From Bloomberg - On the surface, more terrible news in regards to new housing starts and new construction permits. The silver lining asserted in the video is that we are not "effectively adding new housing to the inventory." Yes, less supply will ultimately leads towards stabilizing this dreadful housing market.
Listen to the video to get another opinion on where we're at and what it's going to take to turn this housing market around.
Home prices fell 12.4% during the fourth quarter of 2008, the largest year-over-year decline since the National Association of Realtors began keeping comprehensive records in 1979.
The median price for a U.S. home sold during the fourth quarter of 2008 fell to $180,100, down from $205,700 during the last quarter of 2007.
Prices fell by a record 9.5% in 2008, to $197,100, compared to $217,900 in 2007. In comparison, median home prices dipped a mere 1.6% between 2006 and 2007.
"People are responding to discounted prices and are slowly absorbing the excess inventory," said NAR President Charles McMillan. "Buyers clearly see value in today's pricing."
The biggest losers:
In Cape Coral-Ft. Myers, Fla., which has the third-highest rate of foreclosure filings in the nation, prices fell a devastating 50.8% for the year, to $110,900 from $225,300. That was the most precipitous plunge for any metro area.
In Saginaw, Mich., prices fell 41.4%. In Riverside-San Bernardino, Calif., prices dropped 40.8% and in San Jose, Calif., prices declined 37.7%.
The biggest winners. Yes, some homes are appreciating and, in fact, are doing quite well in some areas. Real estate is local! The importance of this can't be reiterated enough. With that being said, I'm willing to bet most people had no idea that some markets have been performing as strongly as the housing markets identified below:
The Beaumont-Port Arthur area of Texas bucked the national trend. Its median home price jumped 16.7% to $132,600 - the highest increase in the nation.

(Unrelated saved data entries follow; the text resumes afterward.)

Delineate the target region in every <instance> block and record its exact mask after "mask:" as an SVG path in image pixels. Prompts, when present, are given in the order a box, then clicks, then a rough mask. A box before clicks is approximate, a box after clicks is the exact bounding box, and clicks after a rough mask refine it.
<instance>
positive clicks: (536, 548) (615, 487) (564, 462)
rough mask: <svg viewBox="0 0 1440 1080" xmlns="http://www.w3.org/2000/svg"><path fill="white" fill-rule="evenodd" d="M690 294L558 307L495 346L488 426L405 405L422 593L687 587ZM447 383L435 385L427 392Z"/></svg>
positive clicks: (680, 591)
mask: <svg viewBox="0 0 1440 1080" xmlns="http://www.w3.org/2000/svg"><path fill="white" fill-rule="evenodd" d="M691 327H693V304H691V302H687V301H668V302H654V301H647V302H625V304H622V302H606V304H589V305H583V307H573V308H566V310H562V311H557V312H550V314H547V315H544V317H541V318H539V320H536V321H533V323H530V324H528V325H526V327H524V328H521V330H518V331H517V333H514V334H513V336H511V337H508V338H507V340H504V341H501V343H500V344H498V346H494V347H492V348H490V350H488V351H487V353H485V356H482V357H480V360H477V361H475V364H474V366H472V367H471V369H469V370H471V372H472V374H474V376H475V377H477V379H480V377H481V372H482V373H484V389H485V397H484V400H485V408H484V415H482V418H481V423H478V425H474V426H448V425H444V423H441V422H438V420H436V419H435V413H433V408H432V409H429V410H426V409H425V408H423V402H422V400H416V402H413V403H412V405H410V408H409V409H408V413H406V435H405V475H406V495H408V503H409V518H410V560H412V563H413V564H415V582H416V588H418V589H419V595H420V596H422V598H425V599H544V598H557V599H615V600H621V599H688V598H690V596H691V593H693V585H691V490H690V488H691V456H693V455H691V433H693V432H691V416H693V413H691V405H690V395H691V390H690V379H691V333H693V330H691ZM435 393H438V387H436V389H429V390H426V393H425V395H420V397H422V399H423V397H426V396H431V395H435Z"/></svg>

Other winners included Bloomington, Ill., up 9.6%; Dover, Del., up 6.5%; and Bismarck, M.D., up 6%.
Needless to say, foreclosures are a sad and unfortunate circumstance confronted by many Americans today. This video gives brief insight to markets at work and the opportunities that abound from the depths of despair. The real estate industry continues to crash but, as a result, another industry is born.
U.S. mortgage applications rose in the last week of January, reflecting a jump in demand for home refinancing loans even as interest rates rose to their highest levels since early December, data from an industry group showed Wednesday.
The Mortgage Bankers Association said its seasonally adjusted index of mortgage applications, which includes both purchase and refinance loans, for the week ended Jan. 30 increased 8.6% to 795.4 after slumping 38.8% during the previous week.
Inside the MBA's purchase and refinance index:
The MBA's seasonally adjusted purchase index fell 11.2% to 261.4 in the latest week. The four-week moving average of mortgage applications, which smooths the volatile weekly figures, was down 9.2%.
The Mortgage Bankers seasonally adjusted index of refinancing applications, meanwhile, jumped 15.8% to 3,906.3.
Inside the mortgage rates:
Borrowing costs on 30-year fixed-rate mortgages, excluding fees, averaged 5.28%, up 0.06 percentage point from the previous week. Three weeks earlier, mortgage rates were 4.89%, the lowest level recorded since the MBA survey began in 1990.
...
The adjustable-rate mortgage share of activity decreased to 2.1% in the latest week, down from 2.4% the previous week.
Fixed 15-year mortgage rates averaged 5.15%, up from 4.98% the previous week. Rates on one-year ARMs increased to 6.09% from 5.96%.
The long and the short is that mortgage rates have been inching up but still remain incredibly cheap.
Plunging home prices and low mortgage rates pushed homebuying activity higher in December, according to a regular industry report released on Tuesday.
The Pending Home Sales Index, from the National Association of Realtors, measures the number of sales contracts signed each month. It rose 6.3% in December to 87.7, after dropping 4% in November to a record low of 82.5.
The index was 2.1% higher than its December 2007 level.
What happened in your local region?
Sales activity gained the most traction the South, where the index jumped 13% in December. The Midwest was also much higher at 12.8%. The Northeast, however, slipped by 1.7% and the index in the West fell 3.7%.
It appears that the significant drop in housing prices coupled with attractive mortgage rates (for those who can qualify for a loan) continue to spur improved home buying activity. We continue to experience this reality ourselves and hear reports from affiliates in different markets that the lower priced portion of the housing market is percolating with activity. In fact, many bank owned properties being dumped on the market at extremely aggressive price points are continuing to generate multiple offers over the asking price.